Quadric bets on on-device AI inference as processor IP revenue climbs
Quadric has picked a very good time to sell AI processor IP. The company says licensing revenue hit $15 million to $20 million in 2025, up from about $4 million in 2024. It also raised a $30 million Series C led by Accelerate Fund, which puts its pos...
Quadric is cashing in on on-device AI, but the hard part is still software
Quadric has picked a very good time to sell AI processor IP.
The company says licensing revenue hit $15 million to $20 million in 2025, up from about $4 million in 2024. It also raised a $30 million Series C led by Accelerate Fund, which puts its post-money valuation around $270 million to $300 million, up sharply from the roughly $100 million level of its 2022 Series B.
That growth is notable. The more interesting part is the bet behind it.
Quadric is betting that AI inference is moving out of the cloud and into devices fast enough that chipmakers and OEMs want something more flexible than fixed-function neural blocks. It sells programmable AI processor IP, along with the compiler, runtime, and tools needed to run models locally on customer silicon. The target list is broad: laptops, automotive systems, industrial equipment, printers, and small local servers.
The timing makes sense. Model cycles are moving much faster than hardware cycles, and fixed silicon can age badly when the software target keeps moving.
Why the timing works
Quadric started in automotive, where local inference already had a clear case. Driver assistance, sensor fusion, voice interfaces, and other real-time workloads can’t wait on a cloud round trip. They also can’t casually send sensitive data off-device.
What changed over the past 18 months is that transformer-style inference spread into everything else. Laptop vendors want local assistants and document tools. Industrial vendors want vision systems that still work when the network doesn’t.

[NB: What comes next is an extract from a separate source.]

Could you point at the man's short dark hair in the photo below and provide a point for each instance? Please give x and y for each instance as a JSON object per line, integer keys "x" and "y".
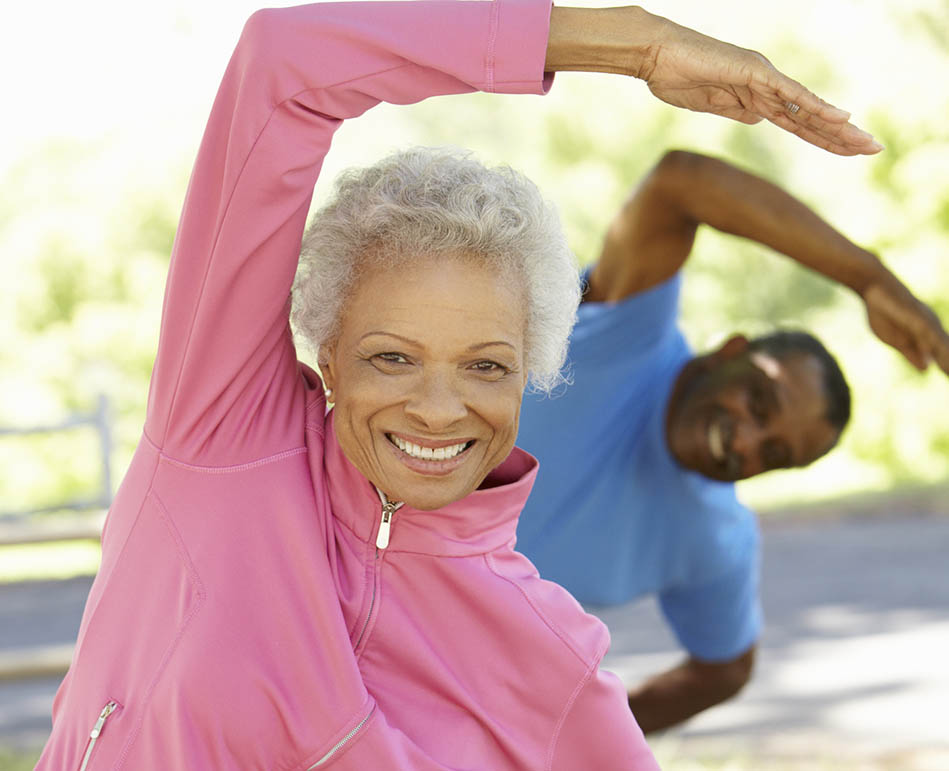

Governments and enterprises talking about sovereign AI want inference to stay on local devices or nearby infrastructure they control.
That shift is strong enough that even companies comfortable with cloud economics are taking a harder look at where inference belongs. If a workload is steady, predictable, and already tied to the user’s device, sending every token generation or image pass to a hyperscaler starts to look expensive and unnecessary.
Latency matters. Cost matters. Data control matters. Networks still fail.
Quadric sits in a useful spot. It doesn’t sell finished chips. It licenses IP that customers can drop into their own SoCs, on their own process nodes, with their own supply chains. Customers named so far include Kyocera and Denso, and Quadric says the first laptops using its tech should ship this year.
Programmable hardware has an obvious appeal
The company describes its approach as CUDA-like programmable infrastructure for edge and device inference. That’s an ambitious comparison, but the idea itself is straightforward.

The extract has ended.